Licealiści SLO STO przy Fabrycznej poznają elektrownie i oczyszczalnie od środka (zdjęcia)
SLO STO przy Fabrycznej poznaje elektrownie
Uczniowie zgodnie podkreślali, że takie praktyczne zajęcia dają im więcej niż choćby najciekawsze lekcje w szkole.
- Spotkanie z fizyką "w terenie" utwierdziło mnie w przekonaniu, że warto uczyć się tego przedmiotu jako rozszerzonego – mówi Jędrzej Chojnowski uczeń I klasy LO. - Zobaczenie elektrowni słonecznej "od środka" i poznanie jej tajników to niezapomniane wrażenia.
- Uświadamiamy sobie, że te technologie, które poznajemy, wkrótce staną się codziennością – dodaje Sebastian Rudnik.

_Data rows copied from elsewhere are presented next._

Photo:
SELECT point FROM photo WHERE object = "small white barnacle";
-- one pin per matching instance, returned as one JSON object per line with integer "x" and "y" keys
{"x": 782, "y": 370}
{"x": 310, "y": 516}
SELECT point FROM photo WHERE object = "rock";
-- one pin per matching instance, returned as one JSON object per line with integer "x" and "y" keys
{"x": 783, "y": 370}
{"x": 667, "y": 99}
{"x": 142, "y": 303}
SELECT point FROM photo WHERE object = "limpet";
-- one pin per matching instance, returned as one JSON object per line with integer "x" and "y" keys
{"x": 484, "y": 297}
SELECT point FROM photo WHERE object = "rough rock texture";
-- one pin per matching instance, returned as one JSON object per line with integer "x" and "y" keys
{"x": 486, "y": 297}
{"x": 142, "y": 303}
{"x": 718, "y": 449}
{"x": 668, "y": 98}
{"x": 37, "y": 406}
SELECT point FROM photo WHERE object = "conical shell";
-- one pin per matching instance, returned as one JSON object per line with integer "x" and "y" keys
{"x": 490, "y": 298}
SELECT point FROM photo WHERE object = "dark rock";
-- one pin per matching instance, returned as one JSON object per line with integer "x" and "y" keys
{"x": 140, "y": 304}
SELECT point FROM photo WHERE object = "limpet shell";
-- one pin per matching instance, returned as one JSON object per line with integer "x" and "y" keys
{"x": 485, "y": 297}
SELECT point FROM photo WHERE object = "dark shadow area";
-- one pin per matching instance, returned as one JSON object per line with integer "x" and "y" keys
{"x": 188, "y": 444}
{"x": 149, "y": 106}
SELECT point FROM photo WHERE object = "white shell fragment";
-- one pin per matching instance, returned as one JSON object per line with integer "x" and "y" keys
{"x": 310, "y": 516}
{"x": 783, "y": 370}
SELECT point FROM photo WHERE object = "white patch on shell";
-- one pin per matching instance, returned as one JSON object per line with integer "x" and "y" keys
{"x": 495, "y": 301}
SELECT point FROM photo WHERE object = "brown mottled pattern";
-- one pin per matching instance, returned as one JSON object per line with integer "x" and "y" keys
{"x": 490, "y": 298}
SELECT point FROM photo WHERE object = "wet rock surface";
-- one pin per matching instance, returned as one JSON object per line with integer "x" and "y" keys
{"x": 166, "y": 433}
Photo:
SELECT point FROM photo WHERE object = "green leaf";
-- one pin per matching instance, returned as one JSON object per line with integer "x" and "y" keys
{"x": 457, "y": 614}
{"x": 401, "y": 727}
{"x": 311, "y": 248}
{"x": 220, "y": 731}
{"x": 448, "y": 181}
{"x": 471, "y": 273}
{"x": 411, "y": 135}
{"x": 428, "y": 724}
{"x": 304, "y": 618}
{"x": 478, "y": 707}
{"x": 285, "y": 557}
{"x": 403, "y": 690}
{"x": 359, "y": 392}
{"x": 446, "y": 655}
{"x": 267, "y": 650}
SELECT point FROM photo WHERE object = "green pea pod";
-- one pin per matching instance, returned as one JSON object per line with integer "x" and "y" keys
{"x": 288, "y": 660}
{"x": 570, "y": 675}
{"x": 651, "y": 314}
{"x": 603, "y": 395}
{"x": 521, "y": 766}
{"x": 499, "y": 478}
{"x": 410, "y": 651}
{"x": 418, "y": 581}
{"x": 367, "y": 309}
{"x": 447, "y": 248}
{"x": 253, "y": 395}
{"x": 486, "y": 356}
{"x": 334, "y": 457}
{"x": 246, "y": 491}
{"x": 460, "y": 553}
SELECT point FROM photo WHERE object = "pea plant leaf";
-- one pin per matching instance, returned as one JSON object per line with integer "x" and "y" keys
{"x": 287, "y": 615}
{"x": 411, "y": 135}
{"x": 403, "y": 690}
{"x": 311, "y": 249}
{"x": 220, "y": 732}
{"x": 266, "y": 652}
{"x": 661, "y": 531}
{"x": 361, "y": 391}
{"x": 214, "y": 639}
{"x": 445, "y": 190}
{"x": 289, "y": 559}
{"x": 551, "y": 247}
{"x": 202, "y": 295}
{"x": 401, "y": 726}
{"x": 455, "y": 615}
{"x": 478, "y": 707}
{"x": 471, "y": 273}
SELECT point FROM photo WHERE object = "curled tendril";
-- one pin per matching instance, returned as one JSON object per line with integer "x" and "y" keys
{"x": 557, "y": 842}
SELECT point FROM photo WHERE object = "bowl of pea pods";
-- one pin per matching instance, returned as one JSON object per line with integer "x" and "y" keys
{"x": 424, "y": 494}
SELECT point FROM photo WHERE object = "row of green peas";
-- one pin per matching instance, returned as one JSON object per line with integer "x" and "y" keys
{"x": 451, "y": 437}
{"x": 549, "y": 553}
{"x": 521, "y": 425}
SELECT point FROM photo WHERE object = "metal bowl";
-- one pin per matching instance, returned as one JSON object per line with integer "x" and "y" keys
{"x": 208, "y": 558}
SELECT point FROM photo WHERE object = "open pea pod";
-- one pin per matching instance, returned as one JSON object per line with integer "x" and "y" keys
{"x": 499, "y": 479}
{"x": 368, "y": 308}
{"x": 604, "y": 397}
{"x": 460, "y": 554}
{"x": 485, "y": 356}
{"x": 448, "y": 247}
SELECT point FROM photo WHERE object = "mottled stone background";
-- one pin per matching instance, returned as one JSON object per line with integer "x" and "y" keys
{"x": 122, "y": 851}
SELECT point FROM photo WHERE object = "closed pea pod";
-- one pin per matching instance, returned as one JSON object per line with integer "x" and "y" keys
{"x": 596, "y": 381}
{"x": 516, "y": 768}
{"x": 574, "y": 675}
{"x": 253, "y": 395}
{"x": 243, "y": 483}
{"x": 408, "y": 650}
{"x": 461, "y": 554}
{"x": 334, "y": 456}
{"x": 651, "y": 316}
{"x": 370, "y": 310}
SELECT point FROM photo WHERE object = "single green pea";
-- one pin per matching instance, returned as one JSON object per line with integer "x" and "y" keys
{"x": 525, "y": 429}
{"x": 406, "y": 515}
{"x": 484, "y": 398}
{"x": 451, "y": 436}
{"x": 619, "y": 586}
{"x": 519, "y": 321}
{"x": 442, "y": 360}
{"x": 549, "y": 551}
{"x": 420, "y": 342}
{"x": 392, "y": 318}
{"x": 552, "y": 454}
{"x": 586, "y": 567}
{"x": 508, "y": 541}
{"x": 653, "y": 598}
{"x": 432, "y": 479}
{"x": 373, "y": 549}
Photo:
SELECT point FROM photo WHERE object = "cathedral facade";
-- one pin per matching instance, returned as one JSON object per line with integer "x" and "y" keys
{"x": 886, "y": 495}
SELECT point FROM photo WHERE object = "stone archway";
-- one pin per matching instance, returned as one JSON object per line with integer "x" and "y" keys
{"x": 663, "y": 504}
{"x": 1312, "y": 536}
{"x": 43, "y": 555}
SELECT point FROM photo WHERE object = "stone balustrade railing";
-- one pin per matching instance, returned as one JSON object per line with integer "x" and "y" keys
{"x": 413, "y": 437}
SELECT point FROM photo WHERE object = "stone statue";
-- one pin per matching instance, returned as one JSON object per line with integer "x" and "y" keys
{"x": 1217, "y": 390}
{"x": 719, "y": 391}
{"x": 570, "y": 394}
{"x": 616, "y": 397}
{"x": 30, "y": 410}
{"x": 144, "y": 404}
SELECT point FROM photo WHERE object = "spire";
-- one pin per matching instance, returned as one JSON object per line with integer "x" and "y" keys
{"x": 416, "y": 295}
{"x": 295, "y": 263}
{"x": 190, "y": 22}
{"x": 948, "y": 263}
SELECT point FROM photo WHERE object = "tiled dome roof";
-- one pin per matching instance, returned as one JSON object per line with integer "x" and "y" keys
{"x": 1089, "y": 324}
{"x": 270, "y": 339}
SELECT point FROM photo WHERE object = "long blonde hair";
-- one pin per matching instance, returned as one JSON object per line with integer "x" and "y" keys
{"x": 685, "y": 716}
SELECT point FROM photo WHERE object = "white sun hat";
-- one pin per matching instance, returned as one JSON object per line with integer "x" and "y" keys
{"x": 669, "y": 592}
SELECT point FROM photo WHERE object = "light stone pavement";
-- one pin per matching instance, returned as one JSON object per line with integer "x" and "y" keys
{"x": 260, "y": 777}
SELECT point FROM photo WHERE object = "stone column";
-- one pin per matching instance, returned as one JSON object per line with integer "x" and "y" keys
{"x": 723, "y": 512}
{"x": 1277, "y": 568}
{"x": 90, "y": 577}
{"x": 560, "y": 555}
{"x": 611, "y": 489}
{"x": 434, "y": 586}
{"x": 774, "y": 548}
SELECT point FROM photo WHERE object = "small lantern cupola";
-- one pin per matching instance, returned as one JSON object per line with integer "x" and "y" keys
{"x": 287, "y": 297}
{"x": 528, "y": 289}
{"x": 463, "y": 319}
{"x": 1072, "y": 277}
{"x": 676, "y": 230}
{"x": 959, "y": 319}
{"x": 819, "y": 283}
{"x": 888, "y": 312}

Uczą się również nauczyciele:
- A ja dowiedziałam się dlaczego ogniwa fotowoltaiczne łączy się szeregowo, i że produkują stałe napięcie, ale muszą być połączone z siecią elektryczną średniego, zmiennego napięcia i jak to można zrobić – mówi nauczycielka matematyki, Mirosława Pypczyńska. - Wiem już też, jak zabezpiecza się taką instalację w czasie burzy.
Jeszcze innych wrażeń dostarczyła młodym fizykom wizyta w białostockiej Elektrociepłowni, która przoduje w dziedzinie wprowadzania ekologicznych form produkcji energii.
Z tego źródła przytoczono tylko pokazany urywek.